Tripleodeon

Google Android – as told and used by its own developers

While other protagonists nipped off to London, I stayed at Mobile Internet World to provide the drinks for MoMoBoston.

The event’s headline scoop was a couple of developers, David Carson and Alan Blount, from the Google Android team. In fact I think they work just across the river.

It was a well-filled room of several hundred people, but when they started by asking how many developers were in the room, I only saw one hand (perhaps they’re just shy). I guess most of the MIW delegates that crashed the party aren’t coding kids.

Never mind. The presentation deleved into a component-by-component analysis of the entire device stack anyway.

The centrepiece of the presentation of the demo was them attempting live development in front of our eyes. With nothing more than Eclipse, the Android plugin, and some nervous copy-and-pasting, they managed to show how one can wire up a text box to a browser control to act as an address bar. Cool enough although hardly warranting the “we’re going to build a web browser in 5 minutes” anecdote.

For most of the crowd, I think the pace dropped a little at this point. We watched masters-of-the-universe wrestle with Eclipse autocomplete, on-stage typing nerves, and a few run-time exceptions. But they lashed together something in the end, and they got applause for coaxing WebKit to render CNN.com. Cute, I suppose.

(Aside: for me the most interesting part is not the Java particularly, but the declarative XML for GUIs. There are so damn many of these things now!)

Then questions. And the, perhaps unwitting, audience focus in on Dalvik extremely quickly. Why did you build a new virtual machine? Why not use existing approaches? Why not go direct to native Linux? And so on. Standard party line: designed specially for small devices, optimised for Linux, open, etc etc. Well done, no mention of Sun.

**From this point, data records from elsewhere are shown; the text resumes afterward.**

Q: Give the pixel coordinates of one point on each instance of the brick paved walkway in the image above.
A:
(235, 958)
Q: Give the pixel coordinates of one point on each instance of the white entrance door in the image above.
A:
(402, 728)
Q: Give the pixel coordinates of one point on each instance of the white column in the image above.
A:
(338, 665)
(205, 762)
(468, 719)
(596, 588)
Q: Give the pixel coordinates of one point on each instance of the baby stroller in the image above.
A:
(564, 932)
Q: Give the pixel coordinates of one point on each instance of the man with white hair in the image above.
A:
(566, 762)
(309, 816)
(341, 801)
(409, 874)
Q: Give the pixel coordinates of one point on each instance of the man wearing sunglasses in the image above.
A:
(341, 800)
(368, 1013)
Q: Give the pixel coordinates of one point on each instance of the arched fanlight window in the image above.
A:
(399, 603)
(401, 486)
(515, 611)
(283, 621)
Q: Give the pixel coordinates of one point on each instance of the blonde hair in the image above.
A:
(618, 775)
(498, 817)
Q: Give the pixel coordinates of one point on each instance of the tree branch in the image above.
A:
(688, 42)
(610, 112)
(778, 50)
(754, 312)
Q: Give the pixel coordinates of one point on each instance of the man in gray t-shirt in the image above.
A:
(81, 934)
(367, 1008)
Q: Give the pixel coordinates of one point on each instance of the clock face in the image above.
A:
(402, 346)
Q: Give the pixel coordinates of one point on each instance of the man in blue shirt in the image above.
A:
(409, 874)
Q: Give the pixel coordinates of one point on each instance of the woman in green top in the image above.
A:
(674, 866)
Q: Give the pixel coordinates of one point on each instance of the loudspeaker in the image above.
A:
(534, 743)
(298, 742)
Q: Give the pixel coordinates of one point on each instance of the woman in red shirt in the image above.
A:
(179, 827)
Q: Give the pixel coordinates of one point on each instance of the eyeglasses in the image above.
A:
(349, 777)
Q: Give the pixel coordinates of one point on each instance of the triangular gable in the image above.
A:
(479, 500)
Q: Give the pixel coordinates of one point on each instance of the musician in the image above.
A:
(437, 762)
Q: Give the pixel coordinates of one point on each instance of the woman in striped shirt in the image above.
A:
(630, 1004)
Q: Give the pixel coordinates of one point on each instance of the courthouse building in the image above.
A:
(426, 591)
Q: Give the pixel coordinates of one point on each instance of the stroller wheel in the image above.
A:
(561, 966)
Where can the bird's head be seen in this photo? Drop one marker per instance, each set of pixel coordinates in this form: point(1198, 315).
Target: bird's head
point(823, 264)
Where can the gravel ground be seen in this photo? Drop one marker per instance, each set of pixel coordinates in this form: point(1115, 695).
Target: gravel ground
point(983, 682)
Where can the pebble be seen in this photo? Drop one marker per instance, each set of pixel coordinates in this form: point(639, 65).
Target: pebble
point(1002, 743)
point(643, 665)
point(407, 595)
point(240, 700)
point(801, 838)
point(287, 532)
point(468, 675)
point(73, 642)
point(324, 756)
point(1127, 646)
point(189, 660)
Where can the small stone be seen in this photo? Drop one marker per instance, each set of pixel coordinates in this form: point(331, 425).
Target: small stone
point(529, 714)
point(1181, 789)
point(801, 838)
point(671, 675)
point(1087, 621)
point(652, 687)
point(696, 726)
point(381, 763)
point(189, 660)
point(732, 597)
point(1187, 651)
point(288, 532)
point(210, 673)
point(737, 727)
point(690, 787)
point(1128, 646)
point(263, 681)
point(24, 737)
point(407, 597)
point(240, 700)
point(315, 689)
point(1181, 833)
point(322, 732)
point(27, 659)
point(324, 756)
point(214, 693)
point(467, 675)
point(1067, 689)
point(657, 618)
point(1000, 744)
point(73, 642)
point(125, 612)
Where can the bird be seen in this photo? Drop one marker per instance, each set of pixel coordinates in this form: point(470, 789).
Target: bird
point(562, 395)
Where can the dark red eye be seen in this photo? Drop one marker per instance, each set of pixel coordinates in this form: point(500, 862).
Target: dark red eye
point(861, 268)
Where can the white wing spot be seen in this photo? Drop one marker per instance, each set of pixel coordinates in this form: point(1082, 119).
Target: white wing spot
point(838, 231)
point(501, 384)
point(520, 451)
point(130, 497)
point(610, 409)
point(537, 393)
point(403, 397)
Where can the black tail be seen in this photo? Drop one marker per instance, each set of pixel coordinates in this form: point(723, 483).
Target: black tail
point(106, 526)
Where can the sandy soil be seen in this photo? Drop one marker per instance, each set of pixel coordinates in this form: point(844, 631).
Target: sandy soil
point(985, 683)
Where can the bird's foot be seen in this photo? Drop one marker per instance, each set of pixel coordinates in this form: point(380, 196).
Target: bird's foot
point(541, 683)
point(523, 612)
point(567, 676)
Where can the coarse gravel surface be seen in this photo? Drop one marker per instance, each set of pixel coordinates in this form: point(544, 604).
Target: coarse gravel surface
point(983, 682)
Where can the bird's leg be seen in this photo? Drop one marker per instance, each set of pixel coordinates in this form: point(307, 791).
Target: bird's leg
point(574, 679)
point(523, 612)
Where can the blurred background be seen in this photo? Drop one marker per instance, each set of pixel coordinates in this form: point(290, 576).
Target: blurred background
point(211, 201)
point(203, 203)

Also some inevitable questions about hardware support & integration, and security & ubiquitousness of the APIs. Yes, it’s not just a high-end phone platform – it’s aimed to be suitable for mass-market. Yes, of course different handsets will expose different hardware functionality. And yes, there are things like the location-based API which might be secured, but of course it’ll be down to the individual implementations.

Perhaps undue bravery & even naivety here. Surely every operator and handset manufacturer is going to be sorely tempted to bend and mould and constrain what the device exposes or what the applications can do. The default starting position will not be complete openness.

Despite the presence of the word “Open” in the alliance’s title, I expect reversion-to-type by old school telecoms, and that could be the project’s biggest nightmare. The developers suggested further such tricky questions were brought up at the following day’s keynote. “We just write the code” was probably the right thing to say.

Nevertheless, I remain enthusiastic overall. If Android becomes a dominant platform, then a lot of developer’s problems go away. That may happen. But of course it will only do so over many, many dead bodies – including those of plenty of companies of some significance. So success will be hard and bloody.

But even if Android does not become dominant, it will have shown that there is another way of looking at handset development. As Tom Hume says, it is, at the least, shaking things up a little. What other handset platform has ever exposed a developer’s API a year before any handsets are even likely to reach the shops?

Received and traditional telecoms wisdom is to build handsets for consumers first, operators a close second, and developers a distant third.

What Google seems to be trying to do (with no insignificant bribery too) is to see what happens when you reverse that order – or at the very least make developers feel like first-class citizens in the ecosystem. Build up a head-of-steam with third-party apps before the handsets ever emerge, and as such, an admirable experiment.

But will that be enough to make their force truly unstoppable when it meets the immovable object of today’s ecosystem? I’m certainly looking forward to finding out.